The Blooming Tree (BT) algorithm provides a unified, non-parametric hierarchical clustering framework to identify galaxy clusters, groups, filaments, and superclusters from spectroscopic redshift surveys. By building a binary tree from pairwise binding energies and using the density-contrast threshold $\Delta\eta$, BT detects structures without assuming spherical symmetry or hydrostatic equilibrium and yields memberships plus a hierarchical view of assembly. Applied to a $10\times10$ deg$^2$ field around the massive cluster A2029, BT recovers all X-ray luminous clusters, many optical clusters, and traces surrounding filaments and three superclusters, offering insights into accretion histories and evolution on non-linear scales. The results demonstrate BT's utility for current and upcoming large-scale surveys (e.g., DESI, Roman) and enable robust cross-wavelength comparisons (eROSITA) to advance understanding of baryons and dark matter in the cosmic web.

Abstract

The Blooming Tree (BT) algorithm, based on the hierarchical clustering method, is designed to identify clusters, groups, and substructures from galaxy redshift surveys. We apply the BT algorithm to a wide-field ($10\times 10$ deg$^2$) spectroscopic dataset centered on the galaxy cluster A2029. The BT algorithm effectively identifies all the X-ray luminous clusters and most of the optical clusters known in the literature, numerous groups, and the filaments surrounding the clusters, associating a list of galaxy members to each structure. By lowering the detection threshold, the BT algorithm also identifies the three superclusters in the field.

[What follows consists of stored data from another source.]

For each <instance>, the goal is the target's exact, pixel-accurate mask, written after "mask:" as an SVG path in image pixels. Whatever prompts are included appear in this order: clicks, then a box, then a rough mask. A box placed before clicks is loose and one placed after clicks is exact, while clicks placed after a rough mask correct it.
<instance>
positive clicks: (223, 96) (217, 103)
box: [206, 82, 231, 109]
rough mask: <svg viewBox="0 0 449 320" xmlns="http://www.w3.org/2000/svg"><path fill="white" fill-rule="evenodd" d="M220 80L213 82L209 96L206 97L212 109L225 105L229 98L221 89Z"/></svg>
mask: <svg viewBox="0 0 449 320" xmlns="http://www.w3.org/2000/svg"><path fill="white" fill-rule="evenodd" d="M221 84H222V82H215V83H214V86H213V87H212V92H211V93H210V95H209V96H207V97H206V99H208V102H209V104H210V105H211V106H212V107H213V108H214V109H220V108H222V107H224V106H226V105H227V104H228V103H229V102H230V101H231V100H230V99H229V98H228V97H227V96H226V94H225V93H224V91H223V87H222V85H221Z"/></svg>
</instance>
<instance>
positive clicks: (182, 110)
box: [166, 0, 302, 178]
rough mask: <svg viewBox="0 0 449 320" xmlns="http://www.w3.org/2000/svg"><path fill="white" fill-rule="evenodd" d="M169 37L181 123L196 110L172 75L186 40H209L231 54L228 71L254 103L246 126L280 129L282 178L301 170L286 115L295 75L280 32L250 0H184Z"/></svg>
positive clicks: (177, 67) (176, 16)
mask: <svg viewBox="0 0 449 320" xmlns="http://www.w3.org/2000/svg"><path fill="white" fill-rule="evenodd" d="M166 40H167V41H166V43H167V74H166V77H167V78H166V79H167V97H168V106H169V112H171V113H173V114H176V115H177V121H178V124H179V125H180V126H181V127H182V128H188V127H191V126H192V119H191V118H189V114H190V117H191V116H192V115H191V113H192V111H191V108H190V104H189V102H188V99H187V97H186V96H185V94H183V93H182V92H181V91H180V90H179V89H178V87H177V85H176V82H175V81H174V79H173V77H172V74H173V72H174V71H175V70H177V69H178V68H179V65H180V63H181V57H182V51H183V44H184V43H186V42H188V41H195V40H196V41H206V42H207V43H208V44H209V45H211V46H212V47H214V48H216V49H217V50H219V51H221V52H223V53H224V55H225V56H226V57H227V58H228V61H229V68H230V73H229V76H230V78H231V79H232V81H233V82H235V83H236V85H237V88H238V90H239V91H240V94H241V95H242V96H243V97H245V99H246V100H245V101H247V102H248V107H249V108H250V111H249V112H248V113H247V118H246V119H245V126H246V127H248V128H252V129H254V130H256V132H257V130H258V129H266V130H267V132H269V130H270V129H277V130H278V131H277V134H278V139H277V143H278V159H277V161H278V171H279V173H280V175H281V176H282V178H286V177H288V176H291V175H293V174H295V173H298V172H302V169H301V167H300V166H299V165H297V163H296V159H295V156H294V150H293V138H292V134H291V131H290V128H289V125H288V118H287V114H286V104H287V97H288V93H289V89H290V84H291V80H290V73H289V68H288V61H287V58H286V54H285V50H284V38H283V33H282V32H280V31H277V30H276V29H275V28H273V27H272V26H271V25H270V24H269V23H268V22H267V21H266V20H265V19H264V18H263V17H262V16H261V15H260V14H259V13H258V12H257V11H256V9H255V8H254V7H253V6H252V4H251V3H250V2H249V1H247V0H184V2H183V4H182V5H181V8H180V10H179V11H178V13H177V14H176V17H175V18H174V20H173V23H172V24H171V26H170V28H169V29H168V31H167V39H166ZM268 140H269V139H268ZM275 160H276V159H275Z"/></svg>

The BT algorithm arranges the clusters and groups that make up the superclusters in a hierarchical tree according to their pairwise binding energy: the algorithm thus unveils the possible accretion history of each supercluster and their future evolution. These results show how the BT algorithm can represent a crucial tool to investigate the formation and evolution of cosmic structures on non-linear and mildly non-linear scales.

Figures (10)

• Figure 1: The top panel is the spectroscopic completeness as a function of the r-band magnitude. The solid vertical line indicates $m_{\rm r,Petro,0} = 17.77$. The bottom panel is the two-dimensional completeness map of the A2029 field.
• Figure 2: The redshift distribution of the galaxies in our sample (solid histogram). The galaxy number density in each redshift bin is represented by the red curve. The two dashed vertical lines indicate redshifts 0.02 and 0.13. The horizontal dashed line indicates the galaxy number density 0.003 Mpc$^{-3}$.
• Figure 3: Distribution of the BT structures on the sky. Different structures are shown with different colors. However, some colors are reused. The identification numbers of the BT structures are placed near their centroids. The grey points, the red circles and the blue circles show the galaxies, the Abell clusters, and the MCXC clusters, respectively.
• Figure 6: Central density against velocity dispersion of the 87 BT structures. The size of each circle is proportional to the number of clusters associated to the structure as listed in Table \ref{['tab:x']}. BT structures with X-ray emission are indicated by cyan dots. The 26 low-density structures that are missing from the sample of 72 high-density structures are marked with an additional red cross.
• Figure 7: The redshift distribution of the structures with at least 20 members and velocity dispersion larger than 200 km s$^{-1}$. The grey points, the blue circles, and the red circles show the galaxies, the MCXC clusters, and the Abell clusters, respectively.